Addition of silica fume also reduces the permeability of concrete to chloride ions, which protects the reinforcing steel of concrete from corrosion, especially in chloride-rich environments such as coastal regions and those of humid continental roadways and runways (because of the use of deicing salts) and saltwater bridges. Furthermore, Silica Fumes has important uses in oil and gas operations. Silica fume can be used for a primary placement of grout as a hydraulic seal in the well bore, or secondary applications such as remedial operations including leak repairs, splits, and closing of depleted zones.

Prior to the mid-1970s, nearly all silica fume was discharged into the atmosphere. After environmental concerns necessitated the collection and landfilling of silica fume, it became economically viable to use silica fume in various applications, in particular high-performance concrete. Effects of silica fume on different properties of fresh and hardened concrete include:

- Workability: With the addition of silica fume, the slump loss with time is directly proportional to increase in the silica fume content due to the introduction of large surface area in the concrete mix by its addition.

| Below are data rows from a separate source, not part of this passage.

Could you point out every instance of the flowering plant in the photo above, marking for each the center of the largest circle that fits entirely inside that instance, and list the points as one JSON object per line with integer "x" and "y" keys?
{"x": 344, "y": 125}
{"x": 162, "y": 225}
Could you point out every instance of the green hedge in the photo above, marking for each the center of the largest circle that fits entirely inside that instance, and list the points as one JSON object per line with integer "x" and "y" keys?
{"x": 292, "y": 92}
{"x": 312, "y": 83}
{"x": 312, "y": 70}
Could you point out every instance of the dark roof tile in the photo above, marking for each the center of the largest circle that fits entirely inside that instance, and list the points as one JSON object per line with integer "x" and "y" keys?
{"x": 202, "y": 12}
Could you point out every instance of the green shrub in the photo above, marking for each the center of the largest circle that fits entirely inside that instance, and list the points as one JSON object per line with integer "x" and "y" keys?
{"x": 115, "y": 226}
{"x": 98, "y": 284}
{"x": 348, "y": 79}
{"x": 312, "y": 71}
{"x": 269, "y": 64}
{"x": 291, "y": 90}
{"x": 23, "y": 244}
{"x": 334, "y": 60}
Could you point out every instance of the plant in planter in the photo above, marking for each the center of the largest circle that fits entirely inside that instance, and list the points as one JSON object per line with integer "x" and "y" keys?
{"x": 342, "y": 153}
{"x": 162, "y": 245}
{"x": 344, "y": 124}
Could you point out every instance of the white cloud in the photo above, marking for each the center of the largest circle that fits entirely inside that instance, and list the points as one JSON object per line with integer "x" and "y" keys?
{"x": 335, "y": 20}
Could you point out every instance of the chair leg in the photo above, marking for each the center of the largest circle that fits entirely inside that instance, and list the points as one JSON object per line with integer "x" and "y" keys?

Although the slump decreases, the mix remains highly cohesive.
- Segregation and bleeding: Silica fume reduces bleeding significantly because the free water is consumed in wetting of the large surface area of the silica fume and hence the free water left in the mix for bleeding also decreases. Silica fume also blocks the pores in the fresh concrete so water within the concrete is not allowed to come to the surface.

=== Silicon carbide ===
The silica fumes, as byproduct, may be used to produce silicon carbide.